Bellinger was a vocal opponent of a law Congress passed in 2012 that would have automatically posted many federal employee financial disclosures and investment transactions online.

The law was aimed at cracking down on insider trading, but it drew an outcry from employees across the government who said they feared identity theft, financial scams and even targeting by hostile foreign intelligence agencies.

President Barack Obama signed a repeal of many of the requirements the following year.

The Senate Judiciary Committee routinely asks judicial nominees to list all associations and clubs they belong to and to detail whether any of them discriminate on the basis of race, sex, religion or national origin.

Under the new proposal, those answers could also be put off limits by a judge as personal information. Even if the questions were asked, the answers could be scrubbed before a questionnaire is made public.

Bellinger said criticism of some items on the list judges want to protect sounded “fair” and added he would oppose language that allowed judges to prevent disclosure of their membership in professional groups.

“You shouldn’t be able to hide something like that,” the attorney said. “I don’t know quite how you strike the balance. … The balance has to be struck in a different place in 2020 than it was struck maybe 50 years ago.”

The judiciary has struggled to find that balance in the internet era. In 1999, the crime news site APBNews.com sued the court system after it refused to comply with the site’s request for financial disclosures on every federal judge.

A judicial committee said it feared that posting the information on the internet could expose judges to harm, but Chief Justice William Rehnquist and the broader Judicial Conference eventually reversed that position and released the records.

The lawyer who brought the suit two decades ago, Mark Zaid, said he’s sympathetic to Salas’ concerns and those of other judges.

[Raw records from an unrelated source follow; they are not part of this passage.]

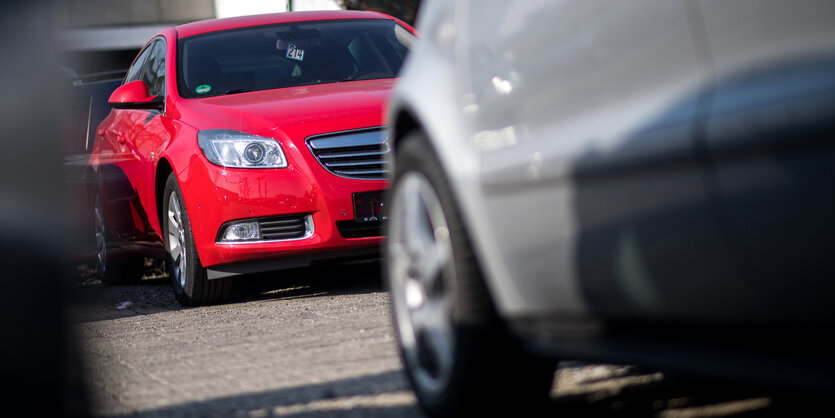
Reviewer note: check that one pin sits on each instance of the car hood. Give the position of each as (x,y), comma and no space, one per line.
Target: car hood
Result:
(296,111)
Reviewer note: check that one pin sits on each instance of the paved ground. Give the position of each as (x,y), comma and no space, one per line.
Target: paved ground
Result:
(314,343)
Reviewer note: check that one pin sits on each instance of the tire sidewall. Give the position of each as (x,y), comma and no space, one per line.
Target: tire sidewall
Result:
(184,294)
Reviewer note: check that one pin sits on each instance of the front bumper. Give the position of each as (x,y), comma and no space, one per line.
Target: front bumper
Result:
(216,195)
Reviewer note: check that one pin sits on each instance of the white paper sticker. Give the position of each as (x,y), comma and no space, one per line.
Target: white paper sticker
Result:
(295,53)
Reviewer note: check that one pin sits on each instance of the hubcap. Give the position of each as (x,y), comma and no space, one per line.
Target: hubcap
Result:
(421,268)
(101,245)
(176,239)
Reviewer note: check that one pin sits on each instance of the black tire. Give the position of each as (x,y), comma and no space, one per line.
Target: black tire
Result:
(114,267)
(188,279)
(490,372)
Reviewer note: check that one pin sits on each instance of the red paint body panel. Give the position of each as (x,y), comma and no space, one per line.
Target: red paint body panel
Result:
(134,143)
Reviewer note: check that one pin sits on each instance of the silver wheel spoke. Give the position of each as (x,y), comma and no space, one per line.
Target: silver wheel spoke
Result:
(176,238)
(421,270)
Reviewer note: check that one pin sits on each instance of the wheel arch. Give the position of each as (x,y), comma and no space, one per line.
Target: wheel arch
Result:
(164,169)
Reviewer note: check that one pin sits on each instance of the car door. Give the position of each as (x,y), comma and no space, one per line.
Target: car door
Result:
(771,138)
(135,135)
(583,113)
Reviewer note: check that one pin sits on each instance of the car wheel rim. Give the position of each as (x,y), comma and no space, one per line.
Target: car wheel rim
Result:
(101,244)
(176,239)
(421,267)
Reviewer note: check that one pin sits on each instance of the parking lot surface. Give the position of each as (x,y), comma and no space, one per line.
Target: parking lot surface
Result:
(318,343)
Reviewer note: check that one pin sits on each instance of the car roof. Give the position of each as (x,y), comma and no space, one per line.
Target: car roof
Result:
(214,25)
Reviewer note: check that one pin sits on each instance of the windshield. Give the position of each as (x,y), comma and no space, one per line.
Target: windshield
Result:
(290,54)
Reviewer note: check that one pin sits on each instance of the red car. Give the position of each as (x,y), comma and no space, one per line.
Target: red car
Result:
(247,144)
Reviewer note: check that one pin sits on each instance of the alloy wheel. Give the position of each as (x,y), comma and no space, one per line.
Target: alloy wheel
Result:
(176,239)
(421,271)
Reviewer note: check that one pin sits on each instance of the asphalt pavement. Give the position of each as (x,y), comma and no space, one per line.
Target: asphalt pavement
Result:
(318,342)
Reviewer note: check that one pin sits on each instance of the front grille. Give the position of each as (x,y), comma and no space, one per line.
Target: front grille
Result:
(282,228)
(354,154)
(354,229)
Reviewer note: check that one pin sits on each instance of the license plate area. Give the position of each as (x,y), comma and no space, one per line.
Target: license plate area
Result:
(368,206)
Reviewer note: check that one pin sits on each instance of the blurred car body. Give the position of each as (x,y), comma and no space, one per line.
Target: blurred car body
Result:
(247,144)
(647,183)
(85,106)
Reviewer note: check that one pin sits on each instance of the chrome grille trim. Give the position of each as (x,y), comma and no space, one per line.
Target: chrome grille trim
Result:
(358,154)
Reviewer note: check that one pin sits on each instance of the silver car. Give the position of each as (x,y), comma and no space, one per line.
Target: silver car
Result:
(649,182)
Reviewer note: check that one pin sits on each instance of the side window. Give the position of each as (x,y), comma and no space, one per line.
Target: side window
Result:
(135,70)
(154,73)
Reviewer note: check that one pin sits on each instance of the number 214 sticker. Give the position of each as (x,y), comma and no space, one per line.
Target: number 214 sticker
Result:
(295,53)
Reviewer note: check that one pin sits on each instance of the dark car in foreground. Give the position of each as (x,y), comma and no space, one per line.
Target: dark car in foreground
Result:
(648,183)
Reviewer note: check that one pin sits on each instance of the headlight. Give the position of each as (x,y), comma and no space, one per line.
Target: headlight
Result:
(229,148)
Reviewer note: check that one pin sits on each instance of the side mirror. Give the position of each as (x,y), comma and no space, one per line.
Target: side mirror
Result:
(134,95)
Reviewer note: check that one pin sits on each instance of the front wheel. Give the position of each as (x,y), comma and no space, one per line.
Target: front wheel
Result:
(188,276)
(458,355)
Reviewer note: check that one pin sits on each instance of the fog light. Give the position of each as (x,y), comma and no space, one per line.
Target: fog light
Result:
(242,231)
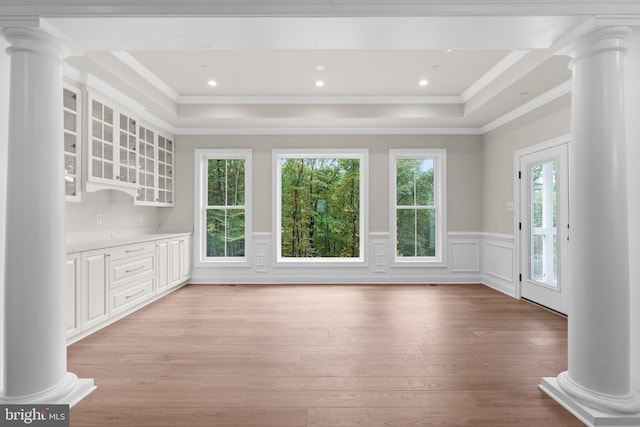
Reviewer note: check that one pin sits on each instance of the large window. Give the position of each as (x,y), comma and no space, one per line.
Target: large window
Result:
(224,191)
(418,220)
(320,205)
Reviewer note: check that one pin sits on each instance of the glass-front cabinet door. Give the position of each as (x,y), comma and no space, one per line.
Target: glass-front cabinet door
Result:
(112,157)
(146,167)
(165,171)
(71,117)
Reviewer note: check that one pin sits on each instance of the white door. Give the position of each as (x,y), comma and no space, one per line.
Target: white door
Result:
(543,227)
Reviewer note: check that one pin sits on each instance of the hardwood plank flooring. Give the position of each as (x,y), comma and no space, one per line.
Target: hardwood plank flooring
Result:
(325,355)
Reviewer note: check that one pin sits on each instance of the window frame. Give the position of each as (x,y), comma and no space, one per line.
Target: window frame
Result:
(439,157)
(201,163)
(362,154)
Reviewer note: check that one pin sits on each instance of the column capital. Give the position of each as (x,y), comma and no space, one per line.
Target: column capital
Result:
(600,39)
(32,39)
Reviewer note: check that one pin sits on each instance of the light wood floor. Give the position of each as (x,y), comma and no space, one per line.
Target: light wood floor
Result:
(313,356)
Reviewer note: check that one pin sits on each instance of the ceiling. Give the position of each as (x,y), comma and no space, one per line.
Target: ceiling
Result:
(482,72)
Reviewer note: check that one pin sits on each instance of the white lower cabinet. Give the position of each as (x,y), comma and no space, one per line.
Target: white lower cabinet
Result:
(73,281)
(95,307)
(162,273)
(179,260)
(132,274)
(105,284)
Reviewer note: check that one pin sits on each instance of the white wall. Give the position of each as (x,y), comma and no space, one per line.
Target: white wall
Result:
(464,206)
(464,158)
(632,90)
(4,136)
(118,213)
(499,146)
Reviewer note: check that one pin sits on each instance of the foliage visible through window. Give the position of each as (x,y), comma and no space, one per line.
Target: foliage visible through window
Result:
(225,219)
(320,207)
(544,223)
(415,209)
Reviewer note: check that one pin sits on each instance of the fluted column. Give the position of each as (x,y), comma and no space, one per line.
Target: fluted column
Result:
(598,377)
(35,365)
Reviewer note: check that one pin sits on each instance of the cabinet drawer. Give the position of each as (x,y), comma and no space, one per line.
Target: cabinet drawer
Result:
(121,252)
(129,296)
(124,270)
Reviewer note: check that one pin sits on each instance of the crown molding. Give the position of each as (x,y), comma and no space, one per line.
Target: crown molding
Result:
(328,131)
(323,100)
(322,8)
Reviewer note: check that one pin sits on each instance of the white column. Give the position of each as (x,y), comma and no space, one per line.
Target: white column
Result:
(597,384)
(35,365)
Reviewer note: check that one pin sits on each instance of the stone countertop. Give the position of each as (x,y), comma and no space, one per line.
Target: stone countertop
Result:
(88,242)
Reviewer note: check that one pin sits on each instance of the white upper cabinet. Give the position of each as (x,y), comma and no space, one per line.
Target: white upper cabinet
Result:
(112,147)
(155,168)
(72,133)
(146,166)
(165,171)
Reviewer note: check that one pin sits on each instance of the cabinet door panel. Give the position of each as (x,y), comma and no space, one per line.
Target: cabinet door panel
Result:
(94,289)
(174,270)
(72,283)
(162,263)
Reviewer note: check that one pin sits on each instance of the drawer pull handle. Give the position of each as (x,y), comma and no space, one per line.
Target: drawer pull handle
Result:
(135,269)
(133,250)
(136,294)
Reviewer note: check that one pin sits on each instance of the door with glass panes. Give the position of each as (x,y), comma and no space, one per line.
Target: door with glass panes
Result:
(543,227)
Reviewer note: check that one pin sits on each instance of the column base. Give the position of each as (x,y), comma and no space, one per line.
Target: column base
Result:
(587,414)
(69,391)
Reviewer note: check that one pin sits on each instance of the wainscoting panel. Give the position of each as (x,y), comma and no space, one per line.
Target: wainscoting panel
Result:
(464,254)
(499,263)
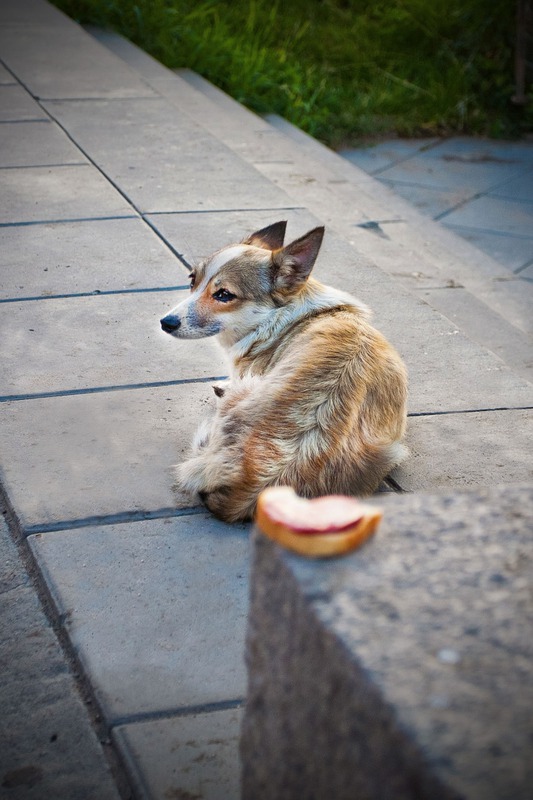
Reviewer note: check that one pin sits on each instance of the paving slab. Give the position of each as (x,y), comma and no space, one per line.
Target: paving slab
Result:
(48,747)
(520,188)
(16,104)
(37,49)
(456,451)
(440,375)
(513,217)
(283,157)
(51,194)
(527,272)
(155,610)
(184,757)
(80,456)
(36,144)
(91,256)
(162,159)
(423,643)
(197,235)
(442,171)
(513,251)
(474,317)
(428,199)
(75,343)
(378,156)
(6,78)
(21,12)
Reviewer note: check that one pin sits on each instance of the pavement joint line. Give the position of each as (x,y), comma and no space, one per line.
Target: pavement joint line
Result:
(224,210)
(95,293)
(168,243)
(118,188)
(406,157)
(21,121)
(124,387)
(491,231)
(180,711)
(96,99)
(118,518)
(61,221)
(468,411)
(524,266)
(46,166)
(458,205)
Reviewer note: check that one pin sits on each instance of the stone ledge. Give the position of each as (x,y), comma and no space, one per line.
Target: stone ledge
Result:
(403,670)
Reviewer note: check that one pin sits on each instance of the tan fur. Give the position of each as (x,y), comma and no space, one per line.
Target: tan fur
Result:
(317,398)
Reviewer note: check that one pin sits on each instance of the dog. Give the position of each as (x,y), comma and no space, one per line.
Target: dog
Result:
(316,398)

Earlier this year, a Michigan man was indicted for threatening to kill Zaid, apparently over his role representing a key figure in the Trump impeachment saga.

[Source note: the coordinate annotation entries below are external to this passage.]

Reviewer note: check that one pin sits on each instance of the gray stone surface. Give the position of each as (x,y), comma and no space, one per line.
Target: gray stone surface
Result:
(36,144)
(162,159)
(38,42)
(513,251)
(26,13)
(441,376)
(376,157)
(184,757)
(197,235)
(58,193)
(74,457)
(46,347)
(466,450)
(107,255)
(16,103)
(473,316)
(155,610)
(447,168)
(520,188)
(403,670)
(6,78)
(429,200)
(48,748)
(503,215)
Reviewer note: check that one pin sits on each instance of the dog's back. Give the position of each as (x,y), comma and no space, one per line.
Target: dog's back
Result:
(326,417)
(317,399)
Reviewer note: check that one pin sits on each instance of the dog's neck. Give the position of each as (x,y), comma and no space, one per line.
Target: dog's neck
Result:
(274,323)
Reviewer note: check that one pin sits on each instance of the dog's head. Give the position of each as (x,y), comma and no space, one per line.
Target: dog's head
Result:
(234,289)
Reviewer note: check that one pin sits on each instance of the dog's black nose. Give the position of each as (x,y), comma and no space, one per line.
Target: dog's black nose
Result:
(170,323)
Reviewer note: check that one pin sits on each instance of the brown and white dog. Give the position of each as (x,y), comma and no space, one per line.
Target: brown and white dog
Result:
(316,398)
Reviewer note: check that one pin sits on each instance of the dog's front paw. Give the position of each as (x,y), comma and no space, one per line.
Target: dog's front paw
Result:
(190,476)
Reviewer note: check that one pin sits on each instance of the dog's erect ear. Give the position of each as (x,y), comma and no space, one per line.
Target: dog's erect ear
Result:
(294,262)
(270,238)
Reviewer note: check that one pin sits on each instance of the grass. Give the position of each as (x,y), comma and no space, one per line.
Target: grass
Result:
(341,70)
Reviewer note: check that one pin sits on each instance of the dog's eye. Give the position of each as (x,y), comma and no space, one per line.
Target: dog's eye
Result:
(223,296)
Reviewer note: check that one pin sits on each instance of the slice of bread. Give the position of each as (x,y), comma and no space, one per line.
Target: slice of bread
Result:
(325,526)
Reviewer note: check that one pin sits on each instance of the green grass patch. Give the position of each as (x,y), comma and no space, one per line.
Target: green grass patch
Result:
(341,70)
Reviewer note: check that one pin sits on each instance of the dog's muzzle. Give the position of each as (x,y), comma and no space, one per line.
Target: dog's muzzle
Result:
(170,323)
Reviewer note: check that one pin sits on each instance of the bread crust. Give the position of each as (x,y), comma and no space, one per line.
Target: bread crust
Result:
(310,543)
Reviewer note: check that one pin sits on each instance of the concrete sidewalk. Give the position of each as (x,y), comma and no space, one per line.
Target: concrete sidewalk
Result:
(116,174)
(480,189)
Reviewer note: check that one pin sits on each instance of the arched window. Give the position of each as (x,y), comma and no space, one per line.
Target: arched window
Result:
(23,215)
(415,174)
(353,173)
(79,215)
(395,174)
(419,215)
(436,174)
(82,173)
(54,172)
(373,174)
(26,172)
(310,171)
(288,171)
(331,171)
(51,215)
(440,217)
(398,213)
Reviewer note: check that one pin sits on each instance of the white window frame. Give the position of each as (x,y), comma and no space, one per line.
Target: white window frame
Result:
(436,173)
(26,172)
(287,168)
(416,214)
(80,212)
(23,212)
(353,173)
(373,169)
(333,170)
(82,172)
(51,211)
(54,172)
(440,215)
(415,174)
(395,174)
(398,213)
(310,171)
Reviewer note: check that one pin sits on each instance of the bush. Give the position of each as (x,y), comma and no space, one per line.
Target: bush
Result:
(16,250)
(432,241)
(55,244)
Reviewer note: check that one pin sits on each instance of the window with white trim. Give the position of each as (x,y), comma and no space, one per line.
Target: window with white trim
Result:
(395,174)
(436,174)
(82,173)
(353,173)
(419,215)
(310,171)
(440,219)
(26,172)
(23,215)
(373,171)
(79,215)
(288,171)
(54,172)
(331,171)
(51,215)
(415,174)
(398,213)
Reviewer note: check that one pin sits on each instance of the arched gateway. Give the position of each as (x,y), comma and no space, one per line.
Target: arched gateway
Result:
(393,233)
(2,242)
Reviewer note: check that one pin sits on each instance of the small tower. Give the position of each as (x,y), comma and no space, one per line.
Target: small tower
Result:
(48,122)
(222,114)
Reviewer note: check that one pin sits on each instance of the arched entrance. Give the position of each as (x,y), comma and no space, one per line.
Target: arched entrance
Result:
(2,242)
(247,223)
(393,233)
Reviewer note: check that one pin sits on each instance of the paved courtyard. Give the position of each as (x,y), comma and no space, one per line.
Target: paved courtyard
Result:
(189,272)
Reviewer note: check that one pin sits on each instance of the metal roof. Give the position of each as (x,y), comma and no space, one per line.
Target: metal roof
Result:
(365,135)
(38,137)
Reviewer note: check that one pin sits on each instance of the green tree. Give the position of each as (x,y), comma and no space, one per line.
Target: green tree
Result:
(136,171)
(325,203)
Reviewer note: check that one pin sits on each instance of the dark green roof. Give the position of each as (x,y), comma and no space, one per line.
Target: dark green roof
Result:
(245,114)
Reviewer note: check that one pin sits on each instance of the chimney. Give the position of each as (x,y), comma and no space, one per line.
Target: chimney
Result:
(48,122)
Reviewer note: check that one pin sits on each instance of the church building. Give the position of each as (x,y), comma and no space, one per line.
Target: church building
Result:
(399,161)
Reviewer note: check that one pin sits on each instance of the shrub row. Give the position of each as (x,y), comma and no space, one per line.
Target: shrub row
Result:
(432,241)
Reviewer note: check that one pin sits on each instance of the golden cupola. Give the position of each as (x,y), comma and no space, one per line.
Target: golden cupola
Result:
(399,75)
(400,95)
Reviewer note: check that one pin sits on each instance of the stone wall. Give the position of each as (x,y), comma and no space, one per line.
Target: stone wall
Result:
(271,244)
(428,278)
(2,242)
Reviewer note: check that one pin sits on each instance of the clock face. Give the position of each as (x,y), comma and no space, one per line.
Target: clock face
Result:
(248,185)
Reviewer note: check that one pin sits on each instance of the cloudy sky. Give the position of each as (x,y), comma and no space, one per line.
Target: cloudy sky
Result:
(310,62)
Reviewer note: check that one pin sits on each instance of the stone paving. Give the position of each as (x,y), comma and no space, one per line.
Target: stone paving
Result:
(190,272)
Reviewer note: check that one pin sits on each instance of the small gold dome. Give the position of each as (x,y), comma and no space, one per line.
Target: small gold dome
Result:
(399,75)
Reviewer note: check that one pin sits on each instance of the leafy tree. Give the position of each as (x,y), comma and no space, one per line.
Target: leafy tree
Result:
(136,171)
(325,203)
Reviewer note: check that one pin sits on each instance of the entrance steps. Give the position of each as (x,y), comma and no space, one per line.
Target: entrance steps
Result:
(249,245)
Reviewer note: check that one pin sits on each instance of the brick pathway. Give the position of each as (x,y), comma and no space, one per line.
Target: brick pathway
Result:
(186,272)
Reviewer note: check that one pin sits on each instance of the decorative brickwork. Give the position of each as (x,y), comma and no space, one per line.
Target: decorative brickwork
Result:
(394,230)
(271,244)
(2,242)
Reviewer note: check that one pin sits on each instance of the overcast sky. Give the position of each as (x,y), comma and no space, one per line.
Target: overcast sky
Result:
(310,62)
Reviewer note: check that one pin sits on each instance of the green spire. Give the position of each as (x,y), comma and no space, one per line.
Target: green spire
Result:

However, Zaid said trying to suppress websites with information about judges seems misguided.

“It’s tricky and difficult and I’m not sure this is the right way to go about it,” said Zaid, who often represents journalists, including from POLITICO.

“We should be careful in the wake of tragedy not to go too far in terms of trying to do the right thing.”

Even some parts of the new proposal unlikely to draw much objection, like protecting details about judges’ and nominees’ minor children, could be tricky to enforce.

Children and family members of nominees have often been introduced by them at confirmation hearings that are open to the public and streamed on the internet, but under the proposal that, too, could be subject to a takedown order and might even be stricken from official transcripts of the event.

Judges’ children might sometimes be legitimate subjects of news coverage, Volokh said.

“You hear stories sometimes that a judge’s child was involved in some crime and then the charges are dropped and then the question is asked: Did he get a sweetheart deal? It’s very hard to talk about that without any identification of the child,” the professor said.

The judiciary is also seeking $524 million to improve security systems at judges’ homes, upgrade video surveillance at courthouses and add 1,000 new deputy marshals.

Spokespeople for House and Senate Judiciary Committee leaders did not respond to requests for comment on the judges’ proposal.

A spokesman for the federal courts, David Sellers, stressed to POLITICO Wednesday that the letter presented an initial round of suggestions and no formal legislative language. He also insisted there is no intent to limit legitimate debate about judicial nominees or court rulings.

“This is very early in the conversation,” Sellers said.

“These are broad principles that are the beginning of a conversation with our Congressional contacts. … Nobody’s goal is to limit transparency that’s needed in assessing judicial nominations or judges in any other capacity. It’s to safeguard the personal data that often is associated with it.”